- Born: 22 May 1914 London, England, United Kingdom
- Died: 22 September 2009 (aged 95)
- Occupation: Theatre actress
- Years active: 1921–mid-1970s
- Spouse: William Devlin ​ ​(m. 1936; div. 1948)​
- Children: 1

= Mary Casson =

British actress (1914–2009)

Mary Casson (22 May 1914 – 22 September 2009) was an English theatre actress who made her name in portraying characters in the plays of William Shakespeare and Wendy Darling in Peter Pan. Born into a theatrical family, she was in the theatre until the late 1930s before she switched to a career in music touring the United Kingdom.

==Biography==
Mary Casson was born on 22 May 1914 in the British capital of London. She was the daughter of the actor and director Lewis Casson and the actress Sybil Thorndike. Casson was part of a theatrical family that included her brothers Christopher, John and a sister Ann. She was educated at home until she was seven years old when she was sent to the Francis Holland School in Sloane Square. Casson made her debut in the theatre at the age of six when she appeared as Belinda Cratchit in a 1921 production of Charles Dickens' A Christmas Carol at the Lyric Theatre. She appeared alongside her mother as Astyanax in The Trojan Women in 1922 and was Warwick's page in Saint Joan in Paris in 1924. Three years later, Casson made the first of six successive appearances as Wendy Darling at the Christmas performance of Peter Pan in the Gaiety Theatre and returned there in 1928. That year, she also toured South Africa with her parents, playing in Medea, Jane Clegg, The Lie, and Saint Joan.

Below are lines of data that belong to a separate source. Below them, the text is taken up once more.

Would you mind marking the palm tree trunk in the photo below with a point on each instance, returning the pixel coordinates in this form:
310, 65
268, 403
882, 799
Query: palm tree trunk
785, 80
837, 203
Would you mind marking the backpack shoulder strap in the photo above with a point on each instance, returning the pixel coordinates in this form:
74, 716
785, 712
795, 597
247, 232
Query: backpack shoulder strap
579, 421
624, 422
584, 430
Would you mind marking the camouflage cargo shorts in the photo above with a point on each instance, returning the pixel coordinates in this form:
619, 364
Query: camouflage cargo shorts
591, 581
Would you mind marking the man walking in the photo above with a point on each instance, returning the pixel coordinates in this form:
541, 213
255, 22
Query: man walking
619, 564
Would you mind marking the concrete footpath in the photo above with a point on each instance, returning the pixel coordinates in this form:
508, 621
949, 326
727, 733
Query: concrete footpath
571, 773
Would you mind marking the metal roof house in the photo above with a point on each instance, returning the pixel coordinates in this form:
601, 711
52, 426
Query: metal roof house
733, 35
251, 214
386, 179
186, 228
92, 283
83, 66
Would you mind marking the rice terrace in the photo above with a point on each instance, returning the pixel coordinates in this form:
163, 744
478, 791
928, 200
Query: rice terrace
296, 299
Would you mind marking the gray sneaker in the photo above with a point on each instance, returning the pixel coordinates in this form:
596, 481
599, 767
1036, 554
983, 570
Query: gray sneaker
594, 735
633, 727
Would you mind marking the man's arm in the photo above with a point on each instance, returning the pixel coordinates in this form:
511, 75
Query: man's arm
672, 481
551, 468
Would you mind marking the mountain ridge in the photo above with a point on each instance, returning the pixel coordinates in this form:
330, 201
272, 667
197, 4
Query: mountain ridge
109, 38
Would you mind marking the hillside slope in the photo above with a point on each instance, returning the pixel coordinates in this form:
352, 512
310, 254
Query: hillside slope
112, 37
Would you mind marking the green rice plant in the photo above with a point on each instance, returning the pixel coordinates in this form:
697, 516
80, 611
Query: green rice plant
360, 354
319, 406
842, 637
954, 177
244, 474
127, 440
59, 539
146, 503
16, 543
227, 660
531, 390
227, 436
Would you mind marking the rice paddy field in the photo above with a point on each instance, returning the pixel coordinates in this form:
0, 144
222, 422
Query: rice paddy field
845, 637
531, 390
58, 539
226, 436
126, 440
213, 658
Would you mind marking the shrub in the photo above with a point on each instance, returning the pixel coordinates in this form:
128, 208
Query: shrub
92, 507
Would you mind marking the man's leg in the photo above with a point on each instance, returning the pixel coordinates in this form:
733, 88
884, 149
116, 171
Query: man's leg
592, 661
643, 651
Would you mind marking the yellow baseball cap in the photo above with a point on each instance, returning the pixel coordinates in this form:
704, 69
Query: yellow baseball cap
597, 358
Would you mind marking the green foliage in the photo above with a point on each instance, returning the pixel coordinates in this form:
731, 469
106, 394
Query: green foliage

In 1929, she appeared opposite Gerald du Maurier in J. M. Barrie's Dear Brutus, and made another appearances as Wendy Darling in Peter Pan at the St. James's Theatre from 1929 to 1931. Casson played the same character twice more in the same play at the Palladium Theatre between 1931 and 1933. She played the Second Witch in Macbeth in April 1932 at the Kingsway Theatre, and went on to portray more of William Shakespeare's characters, such as Juliet, Ophelia, Olivia in Twelfth Night, Nerissa in The Merchant of Venice and Bianca in The Taming of the Shrew for which her performances were praised for "their sincerity and freshness." From their wedding at the Reedmer Church in London on 7 March 1936 to 1948, Casson was married to the actor William Devlin and the couple had a daughter; Casson and Deviln had become engaged in December 1932.

Afterwards, she began a second career as a musician touring the United Kingdom and accompanied herself on the virginals. In 1952, Casson married her daughter's primary school teacher, Ian Haines, and worked as an accompanist in schools in Barking, East London until she retired in the mid-1970s. She began to play the organ at the age of 70 and continued to play the instrument at the St Andrews Church in Wickhambreaux near Canterbury a few weeks before her death. Casson died on 22 September 2009.

==Personality==
The journalist Jonathan Croall described Casson as "a lively, intelligent woman, full of the zest for life that characterised her mother" and had "a clear-sighted view of her parents".